Army Major Gen. Paul E. Vallely similarly has been very
vocal in his opposition to the Obama administration. Vallely said the White House
won’t investigate its own officials but finds it easy to fire military
commanders “who have given their lives for their country.”
“Obama will not purge a civilian or political appointee
because they have bought into Obama’s ideology,” Vallely said. “The
White House protects their own. That’s why they stalled on the investigation
into Fast and Furious, Benghazi and Obamacare.
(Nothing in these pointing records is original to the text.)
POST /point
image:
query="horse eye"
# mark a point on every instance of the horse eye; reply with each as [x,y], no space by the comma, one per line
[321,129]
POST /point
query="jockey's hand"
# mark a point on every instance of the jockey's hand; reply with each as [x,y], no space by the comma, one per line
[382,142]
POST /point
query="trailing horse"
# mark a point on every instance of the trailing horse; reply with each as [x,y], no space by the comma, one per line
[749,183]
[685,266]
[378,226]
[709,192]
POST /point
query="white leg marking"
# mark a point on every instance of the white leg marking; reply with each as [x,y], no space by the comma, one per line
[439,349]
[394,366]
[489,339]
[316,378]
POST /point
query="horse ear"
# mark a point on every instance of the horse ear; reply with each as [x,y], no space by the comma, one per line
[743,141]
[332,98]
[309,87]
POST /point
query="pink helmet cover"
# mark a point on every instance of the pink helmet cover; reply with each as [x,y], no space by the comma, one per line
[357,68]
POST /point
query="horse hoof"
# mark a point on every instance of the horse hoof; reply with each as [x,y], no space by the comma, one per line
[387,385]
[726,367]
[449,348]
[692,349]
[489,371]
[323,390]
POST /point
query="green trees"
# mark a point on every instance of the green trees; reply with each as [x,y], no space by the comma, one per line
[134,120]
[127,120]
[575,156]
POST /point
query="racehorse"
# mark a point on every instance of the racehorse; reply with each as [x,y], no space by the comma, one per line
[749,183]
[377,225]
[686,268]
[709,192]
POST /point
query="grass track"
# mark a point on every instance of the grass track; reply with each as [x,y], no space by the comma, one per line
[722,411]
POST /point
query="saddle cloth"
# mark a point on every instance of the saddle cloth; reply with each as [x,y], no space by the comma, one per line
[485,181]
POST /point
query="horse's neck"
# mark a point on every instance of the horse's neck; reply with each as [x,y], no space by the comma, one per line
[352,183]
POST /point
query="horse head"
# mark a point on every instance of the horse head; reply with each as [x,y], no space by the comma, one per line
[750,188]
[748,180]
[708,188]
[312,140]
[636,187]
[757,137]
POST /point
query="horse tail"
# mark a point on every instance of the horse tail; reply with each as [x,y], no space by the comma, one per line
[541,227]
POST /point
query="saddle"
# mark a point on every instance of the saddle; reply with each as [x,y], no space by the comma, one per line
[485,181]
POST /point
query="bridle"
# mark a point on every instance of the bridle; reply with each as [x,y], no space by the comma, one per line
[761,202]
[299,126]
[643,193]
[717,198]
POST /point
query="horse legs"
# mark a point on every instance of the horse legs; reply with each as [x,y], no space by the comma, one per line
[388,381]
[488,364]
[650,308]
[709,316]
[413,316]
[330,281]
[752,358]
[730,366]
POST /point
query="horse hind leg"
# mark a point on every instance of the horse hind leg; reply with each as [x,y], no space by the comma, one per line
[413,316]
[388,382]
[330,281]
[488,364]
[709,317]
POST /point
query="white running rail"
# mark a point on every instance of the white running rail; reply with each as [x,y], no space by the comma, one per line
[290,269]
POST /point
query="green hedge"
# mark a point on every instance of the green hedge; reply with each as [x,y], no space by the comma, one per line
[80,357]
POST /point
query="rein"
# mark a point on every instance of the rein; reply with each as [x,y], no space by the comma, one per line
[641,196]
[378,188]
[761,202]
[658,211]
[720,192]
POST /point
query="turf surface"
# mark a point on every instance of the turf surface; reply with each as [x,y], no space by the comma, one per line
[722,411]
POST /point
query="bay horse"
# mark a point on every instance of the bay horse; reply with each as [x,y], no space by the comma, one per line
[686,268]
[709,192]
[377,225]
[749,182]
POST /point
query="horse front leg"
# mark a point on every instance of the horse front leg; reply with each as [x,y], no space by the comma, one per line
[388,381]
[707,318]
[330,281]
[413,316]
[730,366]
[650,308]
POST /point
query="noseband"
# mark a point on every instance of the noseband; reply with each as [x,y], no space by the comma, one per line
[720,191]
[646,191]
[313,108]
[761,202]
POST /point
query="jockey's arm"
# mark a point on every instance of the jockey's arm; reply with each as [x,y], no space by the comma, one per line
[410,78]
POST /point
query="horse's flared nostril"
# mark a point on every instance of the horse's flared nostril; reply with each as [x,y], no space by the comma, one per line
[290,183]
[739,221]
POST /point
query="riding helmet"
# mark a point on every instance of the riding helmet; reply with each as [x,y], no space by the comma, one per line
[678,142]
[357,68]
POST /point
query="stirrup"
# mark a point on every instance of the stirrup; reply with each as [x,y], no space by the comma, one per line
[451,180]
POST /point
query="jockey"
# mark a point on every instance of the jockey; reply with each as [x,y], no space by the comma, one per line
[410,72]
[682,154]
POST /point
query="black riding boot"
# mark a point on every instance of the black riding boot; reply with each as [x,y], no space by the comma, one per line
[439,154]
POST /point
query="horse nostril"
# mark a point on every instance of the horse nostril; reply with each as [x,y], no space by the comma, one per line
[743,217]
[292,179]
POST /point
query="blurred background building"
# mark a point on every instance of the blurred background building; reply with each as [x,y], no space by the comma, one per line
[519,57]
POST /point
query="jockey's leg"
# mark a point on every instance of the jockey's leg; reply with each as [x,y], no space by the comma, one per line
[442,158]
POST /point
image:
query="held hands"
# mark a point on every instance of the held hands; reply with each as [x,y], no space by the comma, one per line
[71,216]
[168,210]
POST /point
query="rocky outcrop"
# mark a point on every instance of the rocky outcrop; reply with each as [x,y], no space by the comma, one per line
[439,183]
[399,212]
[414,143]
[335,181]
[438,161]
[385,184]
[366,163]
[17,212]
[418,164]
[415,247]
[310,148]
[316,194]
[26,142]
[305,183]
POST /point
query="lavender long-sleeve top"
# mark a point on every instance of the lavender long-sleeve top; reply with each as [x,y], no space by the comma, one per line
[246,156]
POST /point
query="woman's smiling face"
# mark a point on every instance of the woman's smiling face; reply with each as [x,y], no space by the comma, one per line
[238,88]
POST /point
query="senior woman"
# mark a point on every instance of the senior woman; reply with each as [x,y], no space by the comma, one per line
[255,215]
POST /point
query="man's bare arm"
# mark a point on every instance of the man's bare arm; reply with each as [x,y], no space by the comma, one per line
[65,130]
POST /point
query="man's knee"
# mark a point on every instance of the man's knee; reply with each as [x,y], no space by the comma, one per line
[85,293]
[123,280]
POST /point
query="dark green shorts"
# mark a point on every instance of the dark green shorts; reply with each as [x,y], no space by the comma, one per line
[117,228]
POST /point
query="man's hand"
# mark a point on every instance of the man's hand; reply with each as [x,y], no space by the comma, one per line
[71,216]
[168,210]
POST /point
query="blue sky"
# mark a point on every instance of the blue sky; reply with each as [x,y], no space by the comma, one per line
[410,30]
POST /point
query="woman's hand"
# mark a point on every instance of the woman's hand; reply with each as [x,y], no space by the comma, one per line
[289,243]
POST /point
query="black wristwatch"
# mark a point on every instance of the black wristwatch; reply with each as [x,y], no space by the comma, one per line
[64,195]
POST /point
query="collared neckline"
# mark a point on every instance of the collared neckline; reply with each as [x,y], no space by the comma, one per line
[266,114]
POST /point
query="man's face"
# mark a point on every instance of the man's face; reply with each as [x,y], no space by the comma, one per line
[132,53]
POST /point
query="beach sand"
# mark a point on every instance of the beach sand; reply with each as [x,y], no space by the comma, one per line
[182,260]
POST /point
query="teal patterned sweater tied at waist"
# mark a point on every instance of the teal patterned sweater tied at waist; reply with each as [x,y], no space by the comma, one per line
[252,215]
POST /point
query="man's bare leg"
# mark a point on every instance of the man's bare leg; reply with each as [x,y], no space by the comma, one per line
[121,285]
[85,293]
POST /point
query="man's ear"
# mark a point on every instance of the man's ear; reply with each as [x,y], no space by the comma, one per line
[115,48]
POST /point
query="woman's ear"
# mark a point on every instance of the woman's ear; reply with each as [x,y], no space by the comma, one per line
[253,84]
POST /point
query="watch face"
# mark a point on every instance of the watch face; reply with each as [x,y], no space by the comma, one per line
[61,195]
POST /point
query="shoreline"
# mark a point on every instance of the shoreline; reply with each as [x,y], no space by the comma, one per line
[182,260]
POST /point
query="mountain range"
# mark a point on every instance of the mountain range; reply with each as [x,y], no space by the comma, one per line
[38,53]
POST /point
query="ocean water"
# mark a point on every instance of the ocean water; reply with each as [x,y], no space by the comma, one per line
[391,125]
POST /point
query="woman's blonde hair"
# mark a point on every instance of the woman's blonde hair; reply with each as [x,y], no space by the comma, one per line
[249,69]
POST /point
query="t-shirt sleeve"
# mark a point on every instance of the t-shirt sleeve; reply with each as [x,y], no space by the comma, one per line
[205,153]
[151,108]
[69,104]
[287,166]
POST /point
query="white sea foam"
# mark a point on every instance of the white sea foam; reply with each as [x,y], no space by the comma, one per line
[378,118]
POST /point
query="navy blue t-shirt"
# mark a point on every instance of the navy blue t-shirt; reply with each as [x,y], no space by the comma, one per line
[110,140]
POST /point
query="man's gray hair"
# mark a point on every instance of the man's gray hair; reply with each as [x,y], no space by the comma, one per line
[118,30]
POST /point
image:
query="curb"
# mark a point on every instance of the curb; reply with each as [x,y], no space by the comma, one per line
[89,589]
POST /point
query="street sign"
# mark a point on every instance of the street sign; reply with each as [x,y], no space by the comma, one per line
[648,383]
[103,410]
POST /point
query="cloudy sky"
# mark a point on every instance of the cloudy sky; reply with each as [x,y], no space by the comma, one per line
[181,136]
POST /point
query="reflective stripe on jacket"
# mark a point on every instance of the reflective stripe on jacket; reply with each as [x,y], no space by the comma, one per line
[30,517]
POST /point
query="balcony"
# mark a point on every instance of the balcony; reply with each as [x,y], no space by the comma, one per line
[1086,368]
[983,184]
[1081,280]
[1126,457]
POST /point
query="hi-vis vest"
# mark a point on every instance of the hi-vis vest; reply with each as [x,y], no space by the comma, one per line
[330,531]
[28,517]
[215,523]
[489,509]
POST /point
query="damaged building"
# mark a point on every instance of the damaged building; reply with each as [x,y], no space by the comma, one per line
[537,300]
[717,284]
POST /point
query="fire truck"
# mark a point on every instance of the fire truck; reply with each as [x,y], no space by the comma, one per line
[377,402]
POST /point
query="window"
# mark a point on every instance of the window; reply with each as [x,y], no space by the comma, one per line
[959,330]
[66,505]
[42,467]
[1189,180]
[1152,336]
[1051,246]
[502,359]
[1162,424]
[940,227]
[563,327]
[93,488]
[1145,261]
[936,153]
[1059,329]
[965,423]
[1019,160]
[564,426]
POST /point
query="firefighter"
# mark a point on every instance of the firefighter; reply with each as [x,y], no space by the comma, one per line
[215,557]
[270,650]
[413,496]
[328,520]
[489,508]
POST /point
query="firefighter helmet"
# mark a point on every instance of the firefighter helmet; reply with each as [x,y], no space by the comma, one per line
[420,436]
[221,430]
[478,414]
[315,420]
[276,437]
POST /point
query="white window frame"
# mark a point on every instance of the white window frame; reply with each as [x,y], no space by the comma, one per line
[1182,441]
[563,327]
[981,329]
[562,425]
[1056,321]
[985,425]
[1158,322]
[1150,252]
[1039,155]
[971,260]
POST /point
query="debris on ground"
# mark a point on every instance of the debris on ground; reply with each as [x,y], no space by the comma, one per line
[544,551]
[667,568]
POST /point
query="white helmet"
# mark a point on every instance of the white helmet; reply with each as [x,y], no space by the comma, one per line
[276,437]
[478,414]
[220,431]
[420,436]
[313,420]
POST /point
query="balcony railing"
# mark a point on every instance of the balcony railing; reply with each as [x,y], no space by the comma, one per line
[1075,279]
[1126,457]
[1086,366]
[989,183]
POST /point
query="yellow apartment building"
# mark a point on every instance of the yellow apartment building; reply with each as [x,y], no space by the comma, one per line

He’s intentionally weakening and
gutting our military, Pentagon and reducing us as a superpower, and anyone in
the ranks who disagrees or speaks out is being purged.”
Vallely served in the Vietnam War and retired in 1993 as
deputy Commanding General, Pacific Command. Today, he is chairman of the
Military Committee for the Center for Security Policy and is co-author of the
book “Endgame: The Blueprint for Victory in the War on Terror.”
Duty personnel seem to back up this concern, suggesting
that the firings are meant to send a message to “young officers down through
the ranks” not to criticize the president or White House politics.